Hash opclass for spoint

postgrespro / pgsphere

PgSphere provides spherical data types, functions, operators, and indexing for PostgreSQL.

https://pgsphere.org

BSD 3-Clause "New" or "Revised" License

16 stars 14 forks source link

Hash opclass for spoint #102

Closed df7cb closed 10 months ago

df7cb commented 11 months ago

Besides hash indexes on spoint, this enables "select distinct spoint from tbl" queries.

Close #101.

df7cb commented 11 months ago

That's already in there:

pg_sphere--1.3.1--1.3.2.sql: pgs_circle_sel.sql.in pgs_hash.sql.in
    cat upgrade_scripts/$@.in $^ > $@

esabol commented 11 months ago

That's already in there:

pg_sphere--1.3.1--1.3.2.sql: pgs_circle_sel.sql.in pgs_hash.sql.in
  cat upgrade_scripts/$@.in $^ > $@

Oh, sorry, I was expecting to see pg_sphere--1.3.1--1.3.2.sql in the list of changed files in the commit and didn't look closely enough at the changes to the Makefile.

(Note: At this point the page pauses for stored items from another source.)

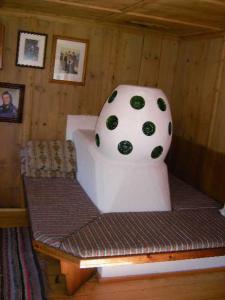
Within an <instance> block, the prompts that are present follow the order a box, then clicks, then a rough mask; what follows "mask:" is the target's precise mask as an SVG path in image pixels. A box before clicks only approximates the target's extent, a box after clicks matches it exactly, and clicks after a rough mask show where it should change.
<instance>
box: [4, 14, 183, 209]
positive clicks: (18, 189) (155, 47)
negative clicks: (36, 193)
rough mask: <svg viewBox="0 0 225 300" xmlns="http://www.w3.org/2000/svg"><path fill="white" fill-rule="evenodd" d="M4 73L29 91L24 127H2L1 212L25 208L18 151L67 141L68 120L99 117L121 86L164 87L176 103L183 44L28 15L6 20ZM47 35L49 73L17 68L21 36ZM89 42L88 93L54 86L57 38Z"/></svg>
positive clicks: (169, 38) (5, 19)
mask: <svg viewBox="0 0 225 300" xmlns="http://www.w3.org/2000/svg"><path fill="white" fill-rule="evenodd" d="M0 22H1V23H2V24H4V25H5V47H4V50H5V55H4V68H3V70H0V81H2V82H11V83H23V84H25V85H26V95H25V107H24V121H23V123H22V124H12V123H0V207H20V206H23V205H24V201H23V193H22V185H21V179H20V172H19V150H20V148H21V145H22V144H23V143H24V142H25V141H26V140H28V139H62V138H64V136H65V126H66V116H67V115H68V114H91V115H96V114H98V113H99V112H100V109H101V107H102V105H103V103H104V101H105V99H106V97H107V96H108V95H109V93H110V92H111V90H112V89H113V88H114V87H115V86H116V85H117V84H119V83H130V84H141V85H150V86H159V87H160V88H162V89H163V90H164V91H165V92H166V94H167V95H168V96H169V97H171V96H172V90H173V75H174V74H175V65H176V58H177V49H178V43H177V39H176V38H175V37H171V36H167V35H164V34H160V33H153V32H150V31H147V30H143V29H135V28H134V29H126V28H122V27H119V26H116V25H115V26H113V25H111V26H110V25H103V24H102V25H101V24H99V23H94V22H85V21H82V22H81V21H79V20H77V21H74V20H73V21H72V20H64V19H60V18H51V19H50V18H46V17H43V18H42V17H34V16H29V15H26V14H25V15H21V16H20V15H9V14H7V15H4V13H0ZM18 30H29V31H34V32H41V33H47V34H48V46H47V56H46V67H45V69H44V70H39V69H32V68H23V67H16V66H15V57H16V44H17V31H18ZM53 34H56V35H63V36H71V37H78V38H84V39H89V40H90V51H89V55H88V65H87V78H86V84H85V86H83V87H79V86H72V85H66V84H64V85H62V84H56V83H49V71H50V70H49V69H50V58H51V44H52V36H53Z"/></svg>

df7cb commented 11 months ago

The current implementation just xor-s the 4x4 bytes chunks together. I think that should yield a good distribution on the "random" coordinate values that should be seen in practise. If we think that's not good enough, we might just use the built-in hash functions on floats. (hashfloat8, hashfloat8extended)

vitcpp commented 10 months ago

I think, everythink is ok, but I would propose to improve the hash function. The longitude range is [0, 2*pi], the latitude range is [-pi/2,p/2], EPSILON = 1E-9. We have to calculate the hashes in these ranges. The smaller numbers are "equal" and should have the same hash. There are also some other special values like INF, NAN. I think that all NANs should produce the same hash value. Denormalized numbers are smaller than 1E-9, they are 0. I will think about some other implementation of hash function.

df7cb commented 10 months ago

I don't think we can do much about mapping values less than EPSILON apart to the same value - we don't know in which direction to round. The only thing we could do is map values close to 0 to 0, but if we don't do it for the rest, why bother with 0.

Infinity is not a problem since it's a unique bit value, but along with NaN, can these really appear in spoint values? I even had trouble getting -0 into an spoint - at one point I think I had one, but couldn't reproduce it later.

One possible hash implementation that takes care of -0 and NaN would be this:

PG_RETURN_INT32(hashfloat8(p1->lat + p1->lng));

PG_RETURN_INT32(hashfloat8(p1->lat) ^ hashfloat8(p1->lng));

vitcpp commented 10 months ago

@df7cb May be to use hashfloat8? I have no strong arguments against your implementation except that it is not the best hash function, I think. I want to ask my junior colleagues to think how to improve hash function and benchmark it.

df7cb commented 10 months ago

I used the hash1 ^ hash2 approach now, and added documentation.